Ich halte die Deluxe-Version in den Händen (ergänzt um drei Bonus-Songs) und bin zunächst von der wuchtigen Aufmachung (inkl. des 28-seitigen eingesteckten Booklets, beindruckt. Sieht schon klasse aus, wenn man das Teil auseinander klappt und Frau Etheridge mit einem Golden Retriever vor einem 88er Delta (mit seiner ganzen Länge) posieren sieht. Das umfangreich bebilderte Heftchen beinhaltet alle Texte und einige handschriftliche Notizen Melissas zum Titeltrack, so dass man nachträglich ein wenig an der Intention und Entstehung des Songs teilhaben kann.

Laut eigener Aussage der 1961 geborenen, in Leavenworth, Kansas, aufgewachsenen Künstlerin, führt das Werk sie zu Ihren Anfängen zurück und arbeitet dabei auch so ein bisschen ihre Jugenderinnerungen auf, eine Phase, in der noch nichts von ihrem späteren Erfolg zu erahnen gewesen sei.
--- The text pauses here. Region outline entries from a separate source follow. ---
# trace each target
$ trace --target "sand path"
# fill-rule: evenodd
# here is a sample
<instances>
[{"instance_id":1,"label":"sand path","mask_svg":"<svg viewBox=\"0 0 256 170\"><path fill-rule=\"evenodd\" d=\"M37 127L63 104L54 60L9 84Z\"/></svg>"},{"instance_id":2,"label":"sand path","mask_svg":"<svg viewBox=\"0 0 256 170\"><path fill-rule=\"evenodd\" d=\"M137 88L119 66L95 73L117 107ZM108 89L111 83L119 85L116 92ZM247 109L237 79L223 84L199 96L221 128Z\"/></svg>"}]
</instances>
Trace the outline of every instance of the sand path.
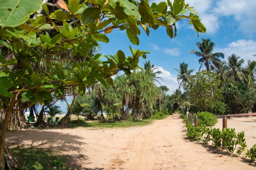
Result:
<instances>
[{"instance_id":1,"label":"sand path","mask_svg":"<svg viewBox=\"0 0 256 170\"><path fill-rule=\"evenodd\" d=\"M69 163L78 170L256 169L256 164L247 159L188 140L179 116L174 114L147 126L126 128L9 132L7 141L61 151L72 157L74 160Z\"/></svg>"}]
</instances>

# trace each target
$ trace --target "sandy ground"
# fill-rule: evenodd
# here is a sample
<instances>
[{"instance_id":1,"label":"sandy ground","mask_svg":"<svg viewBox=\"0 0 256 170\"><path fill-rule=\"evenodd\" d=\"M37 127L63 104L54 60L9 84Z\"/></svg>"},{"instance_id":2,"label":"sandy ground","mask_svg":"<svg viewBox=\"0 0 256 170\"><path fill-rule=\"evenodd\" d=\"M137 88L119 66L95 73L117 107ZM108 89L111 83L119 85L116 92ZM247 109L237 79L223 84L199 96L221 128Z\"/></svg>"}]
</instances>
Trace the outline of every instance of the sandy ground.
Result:
<instances>
[{"instance_id":1,"label":"sandy ground","mask_svg":"<svg viewBox=\"0 0 256 170\"><path fill-rule=\"evenodd\" d=\"M61 151L72 157L69 163L77 170L256 169L256 164L247 159L189 141L184 125L175 114L147 126L127 128L9 132L7 141Z\"/></svg>"}]
</instances>

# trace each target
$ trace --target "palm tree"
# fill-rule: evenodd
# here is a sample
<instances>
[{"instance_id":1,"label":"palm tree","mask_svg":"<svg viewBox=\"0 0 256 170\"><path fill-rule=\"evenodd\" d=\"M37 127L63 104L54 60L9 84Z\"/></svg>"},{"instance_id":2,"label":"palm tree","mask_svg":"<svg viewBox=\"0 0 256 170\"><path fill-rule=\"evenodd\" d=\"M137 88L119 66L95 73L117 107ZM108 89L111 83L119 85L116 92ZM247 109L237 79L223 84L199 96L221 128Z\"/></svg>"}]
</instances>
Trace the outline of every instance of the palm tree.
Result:
<instances>
[{"instance_id":1,"label":"palm tree","mask_svg":"<svg viewBox=\"0 0 256 170\"><path fill-rule=\"evenodd\" d=\"M251 61L250 60L248 61L248 65L244 69L245 73L248 74L247 87L252 86L252 89L253 90L253 81L254 81L254 75L256 74L256 61Z\"/></svg>"},{"instance_id":2,"label":"palm tree","mask_svg":"<svg viewBox=\"0 0 256 170\"><path fill-rule=\"evenodd\" d=\"M194 69L190 69L188 70L188 64L185 63L184 62L181 62L179 65L179 70L174 68L179 73L177 75L177 80L178 83L179 83L179 90L181 88L181 86L182 85L183 89L185 91L185 86L188 83L188 78L191 74L194 71ZM180 83L179 81L181 81Z\"/></svg>"},{"instance_id":3,"label":"palm tree","mask_svg":"<svg viewBox=\"0 0 256 170\"><path fill-rule=\"evenodd\" d=\"M158 71L155 72L154 71L154 70L155 69L157 69L157 68L155 67L155 66L154 65L151 65L150 64L150 61L149 60L148 61L148 62L147 62L146 61L146 62L145 63L143 63L143 64L144 64L144 69L146 71L149 71L152 73L153 76L154 76L154 80L159 83L160 85L161 85L159 81L158 81L157 79L159 78L162 81L163 81L163 80L161 77L157 77L157 75L163 74L162 71Z\"/></svg>"},{"instance_id":4,"label":"palm tree","mask_svg":"<svg viewBox=\"0 0 256 170\"><path fill-rule=\"evenodd\" d=\"M228 70L226 62L224 61L218 62L215 64L215 67L214 70L216 74L220 76L220 81L221 81L221 86L225 85L226 80L226 77L224 73Z\"/></svg>"},{"instance_id":5,"label":"palm tree","mask_svg":"<svg viewBox=\"0 0 256 170\"><path fill-rule=\"evenodd\" d=\"M225 73L225 75L229 77L234 77L234 80L243 81L243 76L241 73L242 65L244 62L244 59L239 60L240 57L233 54L228 58L228 70Z\"/></svg>"},{"instance_id":6,"label":"palm tree","mask_svg":"<svg viewBox=\"0 0 256 170\"><path fill-rule=\"evenodd\" d=\"M48 108L48 110L46 111L47 114L50 115L52 118L52 119L56 115L61 115L62 112L61 110L59 109L60 107L54 105L50 106Z\"/></svg>"},{"instance_id":7,"label":"palm tree","mask_svg":"<svg viewBox=\"0 0 256 170\"><path fill-rule=\"evenodd\" d=\"M210 67L213 67L215 63L220 61L220 58L224 58L224 54L222 52L212 53L215 44L209 39L202 38L202 42L197 42L197 46L199 49L200 52L193 50L189 52L200 57L198 60L201 64L199 70L203 63L206 67L206 71L210 71Z\"/></svg>"},{"instance_id":8,"label":"palm tree","mask_svg":"<svg viewBox=\"0 0 256 170\"><path fill-rule=\"evenodd\" d=\"M122 108L121 103L115 103L114 105L111 105L109 107L104 106L102 103L101 103L101 105L102 109L106 113L107 116L106 125L108 124L109 119L112 118L112 120L113 120L113 118L115 116L117 117L118 119L120 119L121 113L120 112L120 110Z\"/></svg>"},{"instance_id":9,"label":"palm tree","mask_svg":"<svg viewBox=\"0 0 256 170\"><path fill-rule=\"evenodd\" d=\"M178 104L181 108L182 108L181 104L182 100L182 93L181 90L179 89L176 89L171 95L173 99L173 101Z\"/></svg>"}]
</instances>

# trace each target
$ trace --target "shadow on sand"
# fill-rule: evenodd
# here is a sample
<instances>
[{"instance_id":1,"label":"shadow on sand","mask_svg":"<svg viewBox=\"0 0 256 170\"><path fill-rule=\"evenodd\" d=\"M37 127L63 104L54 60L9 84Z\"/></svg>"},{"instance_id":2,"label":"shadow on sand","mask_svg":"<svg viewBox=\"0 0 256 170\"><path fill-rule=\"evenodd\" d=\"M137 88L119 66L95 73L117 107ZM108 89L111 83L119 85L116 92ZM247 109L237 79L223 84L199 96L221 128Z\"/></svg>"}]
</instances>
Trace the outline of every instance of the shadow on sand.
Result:
<instances>
[{"instance_id":1,"label":"shadow on sand","mask_svg":"<svg viewBox=\"0 0 256 170\"><path fill-rule=\"evenodd\" d=\"M57 162L55 163L58 165L58 158L56 158L57 156L58 158L61 158L61 159L65 160L64 166L69 168L58 169L58 166L53 165L53 167L57 167L57 169L56 168L54 168L57 170L105 169L104 167L87 168L82 167L82 164L89 164L92 163L89 162L87 155L80 154L83 153L83 151L86 151L86 150L85 149L86 147L80 146L85 145L86 147L87 144L83 141L83 138L78 135L68 133L53 132L50 130L42 130L41 129L36 129L26 130L21 132L9 131L6 136L6 141L7 144L9 146L11 146L10 147L12 148L12 150L17 156L18 161L21 161L20 163L21 165L24 163L22 161L24 162L24 159L27 158L28 157L31 158L28 160L31 160L38 155L40 155L40 157L34 159L34 162L31 163L31 164L34 164L34 166L36 165L36 164L43 164L44 163L40 161L44 161L44 160L45 161L45 160L48 160L50 163L50 161L53 159L57 159L57 161L55 161L55 162L57 161ZM27 142L27 141L28 142ZM16 154L15 152L16 153ZM65 155L62 153L62 152L68 152L69 154ZM73 152L77 154L73 154ZM26 154L27 157L24 158L22 157ZM27 161L25 162L25 163L27 164ZM50 163L48 163L49 164ZM43 168L42 169L53 169Z\"/></svg>"}]
</instances>

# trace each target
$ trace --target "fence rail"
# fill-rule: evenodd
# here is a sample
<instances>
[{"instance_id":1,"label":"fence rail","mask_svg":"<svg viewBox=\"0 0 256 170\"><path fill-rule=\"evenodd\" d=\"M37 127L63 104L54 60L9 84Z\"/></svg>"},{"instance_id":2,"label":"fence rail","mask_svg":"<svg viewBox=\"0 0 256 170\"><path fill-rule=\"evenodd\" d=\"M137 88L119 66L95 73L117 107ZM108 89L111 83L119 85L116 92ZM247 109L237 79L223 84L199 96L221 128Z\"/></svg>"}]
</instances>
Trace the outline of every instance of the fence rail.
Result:
<instances>
[{"instance_id":1,"label":"fence rail","mask_svg":"<svg viewBox=\"0 0 256 170\"><path fill-rule=\"evenodd\" d=\"M195 116L194 116L195 114ZM228 115L217 116L218 122L212 128L234 128L235 132L243 131L248 148L256 144L256 113ZM187 118L191 124L197 127L198 125L197 116L195 113L187 112ZM222 144L224 144L222 143Z\"/></svg>"}]
</instances>

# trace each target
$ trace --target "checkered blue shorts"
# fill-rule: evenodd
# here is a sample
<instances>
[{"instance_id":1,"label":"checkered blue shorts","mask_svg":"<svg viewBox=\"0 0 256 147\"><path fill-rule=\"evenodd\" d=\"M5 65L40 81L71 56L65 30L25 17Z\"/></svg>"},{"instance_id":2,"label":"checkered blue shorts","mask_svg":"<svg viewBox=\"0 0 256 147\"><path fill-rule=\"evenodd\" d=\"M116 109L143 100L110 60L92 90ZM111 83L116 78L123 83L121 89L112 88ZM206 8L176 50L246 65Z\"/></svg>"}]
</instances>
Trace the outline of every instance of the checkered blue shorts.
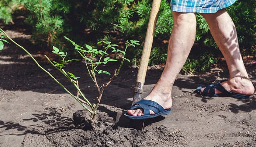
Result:
<instances>
[{"instance_id":1,"label":"checkered blue shorts","mask_svg":"<svg viewBox=\"0 0 256 147\"><path fill-rule=\"evenodd\" d=\"M236 0L171 0L171 9L187 13L215 13L233 4Z\"/></svg>"}]
</instances>

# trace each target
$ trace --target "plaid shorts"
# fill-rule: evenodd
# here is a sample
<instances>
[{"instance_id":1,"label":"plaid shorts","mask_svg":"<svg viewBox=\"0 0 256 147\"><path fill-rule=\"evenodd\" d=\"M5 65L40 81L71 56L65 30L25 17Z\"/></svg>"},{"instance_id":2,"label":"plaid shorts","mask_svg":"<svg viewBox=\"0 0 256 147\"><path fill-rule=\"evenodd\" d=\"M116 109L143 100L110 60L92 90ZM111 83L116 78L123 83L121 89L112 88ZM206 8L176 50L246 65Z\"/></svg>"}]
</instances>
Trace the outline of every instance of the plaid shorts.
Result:
<instances>
[{"instance_id":1,"label":"plaid shorts","mask_svg":"<svg viewBox=\"0 0 256 147\"><path fill-rule=\"evenodd\" d=\"M171 10L187 13L215 13L236 0L171 0Z\"/></svg>"}]
</instances>

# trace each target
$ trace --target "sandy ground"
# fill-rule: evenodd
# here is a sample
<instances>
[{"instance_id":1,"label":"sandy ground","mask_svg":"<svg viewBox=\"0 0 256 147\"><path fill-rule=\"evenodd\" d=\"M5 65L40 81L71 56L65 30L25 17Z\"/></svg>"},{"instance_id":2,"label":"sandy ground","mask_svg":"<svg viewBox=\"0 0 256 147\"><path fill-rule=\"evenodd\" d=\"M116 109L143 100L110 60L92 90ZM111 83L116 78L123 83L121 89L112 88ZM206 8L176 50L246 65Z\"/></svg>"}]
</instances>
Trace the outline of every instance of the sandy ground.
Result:
<instances>
[{"instance_id":1,"label":"sandy ground","mask_svg":"<svg viewBox=\"0 0 256 147\"><path fill-rule=\"evenodd\" d=\"M29 36L7 33L42 61L44 53L25 39ZM42 64L46 69L53 68ZM75 71L80 65L76 65L67 68ZM246 67L255 86L255 67ZM111 71L115 67L103 68ZM73 114L83 107L15 46L7 46L0 52L0 69L1 147L256 146L255 94L250 99L239 100L202 97L194 92L198 86L228 78L226 70L179 75L172 90L170 114L145 121L142 132L142 121L130 121L123 115L131 104L136 69L123 68L105 89L95 131L74 125ZM150 92L162 71L148 71L143 97ZM60 80L63 79L57 71L51 72ZM80 87L93 101L93 83L88 75L82 78ZM98 80L108 78L100 76ZM70 85L63 82L72 91ZM116 122L118 111L123 115Z\"/></svg>"}]
</instances>

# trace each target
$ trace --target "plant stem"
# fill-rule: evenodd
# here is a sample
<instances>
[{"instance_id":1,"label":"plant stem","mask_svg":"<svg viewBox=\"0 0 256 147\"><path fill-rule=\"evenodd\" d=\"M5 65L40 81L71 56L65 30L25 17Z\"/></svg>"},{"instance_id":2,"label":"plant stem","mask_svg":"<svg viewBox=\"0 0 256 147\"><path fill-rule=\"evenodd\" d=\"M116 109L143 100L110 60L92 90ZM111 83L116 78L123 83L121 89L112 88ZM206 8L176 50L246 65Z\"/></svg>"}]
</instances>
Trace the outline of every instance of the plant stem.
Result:
<instances>
[{"instance_id":1,"label":"plant stem","mask_svg":"<svg viewBox=\"0 0 256 147\"><path fill-rule=\"evenodd\" d=\"M35 63L35 64L37 65L37 66L41 69L42 69L45 72L46 74L47 74L52 78L57 83L58 83L61 87L62 87L68 93L69 93L69 94L70 94L71 96L72 96L72 97L74 97L75 98L82 106L83 107L84 107L88 111L89 111L90 113L92 113L92 112L84 104L80 101L80 100L78 99L75 96L74 96L73 94L70 92L69 92L67 89L66 88L60 83L54 77L53 77L48 71L47 71L46 69L44 69L43 67L42 67L37 62L37 61L35 59L35 58L32 56L32 55L28 52L28 51L27 51L25 48L24 48L23 47L17 43L16 42L15 42L14 40L13 40L11 38L10 38L9 36L6 34L6 33L1 28L0 28L0 31L3 32L3 33L4 34L4 35L6 36L6 37L8 38L10 40L11 40L11 42L12 42L14 44L15 44L16 45L19 47L21 49L23 50L24 51L25 51L26 53L27 53L33 60L34 61L34 62ZM48 59L48 60L49 60L49 58Z\"/></svg>"},{"instance_id":2,"label":"plant stem","mask_svg":"<svg viewBox=\"0 0 256 147\"><path fill-rule=\"evenodd\" d=\"M57 68L54 65L54 64L52 63L52 62L51 61L50 59L48 58L48 57L45 55L45 58L48 60L48 61L50 62L50 63L51 63L52 66L53 66L55 68L57 69L61 73L62 73L63 75L64 75L65 76L66 76L68 79L69 80L70 82L71 82L71 83L73 84L73 85L75 86L75 87L76 87L76 89L77 90L77 91L79 92L79 93L80 93L80 94L81 95L81 96L83 97L83 99L86 101L86 102L85 103L85 104L88 104L88 105L90 106L91 108L93 108L93 105L91 104L90 103L90 101L86 98L83 95L83 94L82 92L81 91L81 90L80 90L80 89L79 89L79 87L77 87L77 85L76 84L75 82L72 82L72 80L73 80L73 79L71 79L71 78L70 78L69 76L68 75L67 73L63 69L60 69L58 68ZM71 95L71 94L70 94ZM74 97L77 100L78 100L78 98L76 97L75 96L73 95L73 94L72 95L72 96L73 97Z\"/></svg>"},{"instance_id":3,"label":"plant stem","mask_svg":"<svg viewBox=\"0 0 256 147\"><path fill-rule=\"evenodd\" d=\"M124 60L125 56L125 53L126 53L126 50L127 49L127 47L128 47L128 40L126 40L126 46L125 47L125 49L124 50L124 53L123 54L123 57L121 60L121 62L120 63L120 65L119 65L119 68L117 70L117 75L118 75L119 74L119 72L120 70L121 69L121 67L123 65L123 63L124 62Z\"/></svg>"}]
</instances>

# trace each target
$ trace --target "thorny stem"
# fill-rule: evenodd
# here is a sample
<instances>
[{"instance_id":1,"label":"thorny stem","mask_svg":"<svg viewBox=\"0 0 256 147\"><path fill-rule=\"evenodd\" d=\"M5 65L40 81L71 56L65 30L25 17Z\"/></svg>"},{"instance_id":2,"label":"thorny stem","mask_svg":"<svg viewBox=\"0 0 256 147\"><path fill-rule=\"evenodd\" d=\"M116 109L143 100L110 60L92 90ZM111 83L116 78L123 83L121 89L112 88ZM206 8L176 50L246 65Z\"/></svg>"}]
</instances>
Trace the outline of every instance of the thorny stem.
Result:
<instances>
[{"instance_id":1,"label":"thorny stem","mask_svg":"<svg viewBox=\"0 0 256 147\"><path fill-rule=\"evenodd\" d=\"M100 89L100 87L99 87L98 85L98 83L97 82L95 75L93 75L93 79L96 81L96 82L95 82L95 85L96 86L96 87L97 87L97 89L98 89L98 92L99 94L99 96L97 97L97 100L98 100L98 101L97 102L97 103L96 104L96 105L93 110L93 112L91 113L91 115L90 116L90 117L91 118L93 119L95 119L95 116L96 114L96 110L97 110L97 108L98 107L99 104L100 104L100 101L101 99L101 98L102 97L102 94L103 94L103 92L104 91L104 89L105 89L105 88L107 86L109 85L109 84L111 82L112 82L114 78L117 75L116 73L117 69L115 69L115 73L112 76L112 78L111 78L109 80L108 82L106 84L103 85L103 86L101 87L101 89Z\"/></svg>"},{"instance_id":2,"label":"thorny stem","mask_svg":"<svg viewBox=\"0 0 256 147\"><path fill-rule=\"evenodd\" d=\"M76 86L77 86L77 87L79 89L79 83L78 83L78 80L77 80L76 82ZM76 97L79 97L79 91L77 90L77 92L76 93Z\"/></svg>"},{"instance_id":3,"label":"thorny stem","mask_svg":"<svg viewBox=\"0 0 256 147\"><path fill-rule=\"evenodd\" d=\"M77 101L78 101L82 106L83 107L84 107L86 110L87 110L88 111L89 111L90 113L92 113L92 112L83 103L81 102L81 101L80 100L79 100L75 96L74 96L73 94L70 92L69 92L68 89L67 89L59 81L58 81L54 77L53 77L48 71L47 71L46 69L44 69L43 67L42 67L37 61L37 60L35 59L35 58L32 56L32 55L29 53L28 51L27 51L24 47L17 43L16 42L15 42L14 40L13 40L1 28L0 28L0 31L1 32L3 33L4 34L4 35L6 36L6 37L8 38L11 42L12 42L14 44L15 44L16 45L18 46L18 47L21 49L23 50L25 52L26 52L26 53L27 53L32 59L32 60L34 61L34 62L35 63L35 64L37 65L37 66L39 67L40 68L42 69L45 72L46 74L47 74L52 78L57 83L58 83L61 87L62 87L68 93L69 93L69 94L70 94L71 96L72 96L72 97L74 97L75 98ZM49 60L49 58L48 59L48 60Z\"/></svg>"},{"instance_id":4,"label":"thorny stem","mask_svg":"<svg viewBox=\"0 0 256 147\"><path fill-rule=\"evenodd\" d=\"M119 68L118 68L118 69L117 70L117 75L118 75L118 74L119 74L119 72L120 71L120 70L121 69L121 67L122 67L122 65L123 65L123 63L124 62L124 60L125 59L125 53L126 53L126 50L127 49L127 47L128 47L128 40L126 40L126 46L125 47L125 49L124 50L124 53L123 54L123 57L122 58L122 60L121 60L121 62L120 64L120 65L119 65Z\"/></svg>"},{"instance_id":5,"label":"thorny stem","mask_svg":"<svg viewBox=\"0 0 256 147\"><path fill-rule=\"evenodd\" d=\"M52 66L53 66L55 68L57 69L58 69L59 71L61 73L62 73L69 80L70 82L71 82L71 83L73 84L73 85L74 86L76 87L76 89L77 90L77 91L79 92L79 93L80 93L80 94L81 95L81 96L83 98L83 99L86 101L84 102L84 103L87 105L88 105L89 106L90 106L92 109L93 109L93 105L91 104L90 103L89 101L83 95L82 92L80 90L80 89L79 89L79 88L77 87L77 85L76 85L76 83L75 82L73 82L73 81L74 80L72 79L71 79L71 78L70 78L69 76L68 75L68 74L66 72L66 71L63 69L60 69L58 68L57 68L55 66L54 64L52 63L52 62L50 60L50 59L48 58L48 57L46 55L45 55L45 58L46 58L46 59L48 60L48 61L50 62L50 63L51 63ZM72 94L73 95L73 94ZM74 96L73 95L73 96ZM75 96L74 96L75 97L75 98L76 99L78 99L78 98L76 97ZM72 97L73 97L72 96Z\"/></svg>"}]
</instances>

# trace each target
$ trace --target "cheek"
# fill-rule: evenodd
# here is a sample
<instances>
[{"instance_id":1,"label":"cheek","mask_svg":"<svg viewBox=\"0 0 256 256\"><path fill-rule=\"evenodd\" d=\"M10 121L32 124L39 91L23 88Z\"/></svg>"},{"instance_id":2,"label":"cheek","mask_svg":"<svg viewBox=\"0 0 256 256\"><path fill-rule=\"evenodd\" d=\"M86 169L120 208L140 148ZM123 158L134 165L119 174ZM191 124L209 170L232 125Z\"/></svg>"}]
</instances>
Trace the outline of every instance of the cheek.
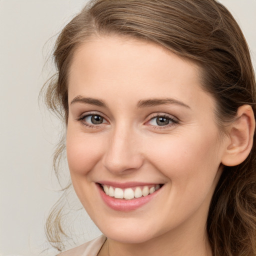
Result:
<instances>
[{"instance_id":1,"label":"cheek","mask_svg":"<svg viewBox=\"0 0 256 256\"><path fill-rule=\"evenodd\" d=\"M150 159L176 186L212 182L220 158L218 134L198 132L163 139L150 147Z\"/></svg>"},{"instance_id":2,"label":"cheek","mask_svg":"<svg viewBox=\"0 0 256 256\"><path fill-rule=\"evenodd\" d=\"M68 129L66 155L72 175L84 175L96 166L102 154L104 141Z\"/></svg>"}]
</instances>

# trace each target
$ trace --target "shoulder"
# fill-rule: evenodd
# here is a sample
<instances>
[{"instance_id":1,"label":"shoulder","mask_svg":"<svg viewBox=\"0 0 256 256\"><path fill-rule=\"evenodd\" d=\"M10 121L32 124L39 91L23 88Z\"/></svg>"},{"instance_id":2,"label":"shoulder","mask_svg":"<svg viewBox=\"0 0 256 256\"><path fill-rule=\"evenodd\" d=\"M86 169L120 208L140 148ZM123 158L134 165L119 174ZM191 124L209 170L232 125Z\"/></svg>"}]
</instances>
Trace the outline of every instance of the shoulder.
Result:
<instances>
[{"instance_id":1,"label":"shoulder","mask_svg":"<svg viewBox=\"0 0 256 256\"><path fill-rule=\"evenodd\" d=\"M56 256L96 256L106 239L104 236L100 236L92 241L62 252Z\"/></svg>"}]
</instances>

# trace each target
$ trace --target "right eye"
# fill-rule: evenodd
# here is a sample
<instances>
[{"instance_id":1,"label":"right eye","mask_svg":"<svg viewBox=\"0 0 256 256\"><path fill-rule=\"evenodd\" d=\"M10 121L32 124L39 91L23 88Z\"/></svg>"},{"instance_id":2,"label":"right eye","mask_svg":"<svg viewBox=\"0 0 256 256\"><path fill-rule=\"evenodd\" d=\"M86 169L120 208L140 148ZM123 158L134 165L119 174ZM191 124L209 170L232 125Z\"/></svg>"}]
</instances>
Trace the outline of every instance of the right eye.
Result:
<instances>
[{"instance_id":1,"label":"right eye","mask_svg":"<svg viewBox=\"0 0 256 256\"><path fill-rule=\"evenodd\" d=\"M106 123L106 120L100 114L88 114L82 116L81 120L86 124L97 125Z\"/></svg>"}]
</instances>

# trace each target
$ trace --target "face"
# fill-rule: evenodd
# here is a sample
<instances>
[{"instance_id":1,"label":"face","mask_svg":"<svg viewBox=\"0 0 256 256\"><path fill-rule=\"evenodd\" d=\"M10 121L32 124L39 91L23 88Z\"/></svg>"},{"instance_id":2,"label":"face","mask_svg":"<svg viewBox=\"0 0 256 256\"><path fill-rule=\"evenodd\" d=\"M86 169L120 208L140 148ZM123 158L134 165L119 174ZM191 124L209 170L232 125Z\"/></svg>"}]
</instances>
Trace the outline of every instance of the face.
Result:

Auf der 4th Street, der Hauptader ihres Geburtsorts (heute Highway 7), hing sie in ihrer Jugend mit ihren Bekannten wohl regelmäßig ab. Und so offerieren die beiden eröffnenden, geographisch betitelten, sehr schönen Lieder auch direkt den Bezug zur Intention des Werkes (das eingängige „Kansas City“ mit tollem Harp-Solo). Ein starker Auftakt – die Etheridge, wie man sie kennt und liebt.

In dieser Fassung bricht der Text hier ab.